Quality of life in patients with functional dyspepsia

Abstract

The natural history of functional dyspepsia is not well known. We prospectively assess the quality of life and severity of symptoms in a group of Spanish patients with functional dyspepsia. One hundred and twelve consecutive patients with functional dyspepsia, according to Rome II criteria, were prospectively followed up for 1 year. All patients completed symptom (Dyspepsia Questionnaire and the Gastrointestinal Symptoms Rating Scale) and quality of life [the Psychological General Well-Being (PGWB) Index and the General Health Questionnaire (GHQ)] questionnaires every 3 months.
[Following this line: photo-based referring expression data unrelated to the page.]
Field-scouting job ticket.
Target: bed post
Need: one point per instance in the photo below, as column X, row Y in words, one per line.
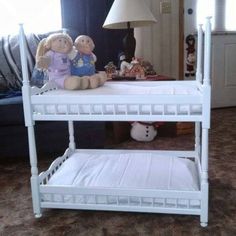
column 199, row 54
column 206, row 122
column 30, row 125
column 71, row 135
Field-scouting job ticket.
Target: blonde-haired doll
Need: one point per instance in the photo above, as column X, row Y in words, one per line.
column 52, row 54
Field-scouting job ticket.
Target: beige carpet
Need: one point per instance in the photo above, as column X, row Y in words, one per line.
column 16, row 217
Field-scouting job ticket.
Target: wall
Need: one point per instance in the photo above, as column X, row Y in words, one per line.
column 159, row 43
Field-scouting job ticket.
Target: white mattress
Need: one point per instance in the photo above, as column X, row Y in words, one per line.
column 131, row 170
column 128, row 88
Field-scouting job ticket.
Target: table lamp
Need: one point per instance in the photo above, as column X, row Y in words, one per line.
column 128, row 14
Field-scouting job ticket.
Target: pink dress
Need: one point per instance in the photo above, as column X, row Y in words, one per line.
column 59, row 68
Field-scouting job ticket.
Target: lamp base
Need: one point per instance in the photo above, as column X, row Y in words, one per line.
column 129, row 44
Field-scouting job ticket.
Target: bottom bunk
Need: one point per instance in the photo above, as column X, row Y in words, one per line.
column 124, row 180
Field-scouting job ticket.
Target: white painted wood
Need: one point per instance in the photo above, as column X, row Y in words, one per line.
column 223, row 70
column 148, row 200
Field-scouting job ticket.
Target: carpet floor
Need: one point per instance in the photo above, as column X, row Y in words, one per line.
column 16, row 216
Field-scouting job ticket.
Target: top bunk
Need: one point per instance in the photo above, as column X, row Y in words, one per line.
column 125, row 101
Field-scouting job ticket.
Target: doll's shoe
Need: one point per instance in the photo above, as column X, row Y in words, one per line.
column 84, row 82
column 74, row 83
column 94, row 81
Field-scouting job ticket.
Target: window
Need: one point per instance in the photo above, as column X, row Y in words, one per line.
column 38, row 16
column 222, row 12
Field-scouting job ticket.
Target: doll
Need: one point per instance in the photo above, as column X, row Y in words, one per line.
column 83, row 62
column 52, row 54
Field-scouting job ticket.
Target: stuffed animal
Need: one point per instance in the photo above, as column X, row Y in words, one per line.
column 143, row 131
column 53, row 55
column 83, row 62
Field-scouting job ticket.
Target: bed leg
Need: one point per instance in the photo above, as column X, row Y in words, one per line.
column 71, row 135
column 34, row 172
column 204, row 179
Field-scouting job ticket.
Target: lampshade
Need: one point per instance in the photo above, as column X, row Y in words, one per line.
column 135, row 12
Only free antacid consumption was permitted during the study period. The group was made up of 81 women and 31 men with a mean age of 45 +/- 17 years; 66% of patients were infected with Helicobacter pylori, and ulcer-like dyspepsia (53%) was the predominant subgroup. At baseline, quality of life scores were low (PGWB, 87.1 +/- 17.6 and GHQ, 20.6 +/- 11.8), but these values gradually improved during the year of follow-up (PGWB, 107.7 +/- 1.1 and GHQ, 8.9 +/- 0.4). Digestive symptoms also decreased. In the multivariate analysis, the anxiety score on the PGWB index (Wald, 5.2; P = 0.02) and smoking status (Wald, 4.3; P = 0.04) were predictors of end quality of life. At baseline, patients with a high level of anxiety had a very reduced quality of life, although their symptom scores were similar to other patients. Quality of life is reduced in patients with functional dyspepsia. Some improvement in quality of life together with a decrease in the severity of symptom scores was seen during the 1 year of follow-up. We believe that both the reassurance of negative endoscopy and the scheduling of visits to the doctor favourably influence the quality of life.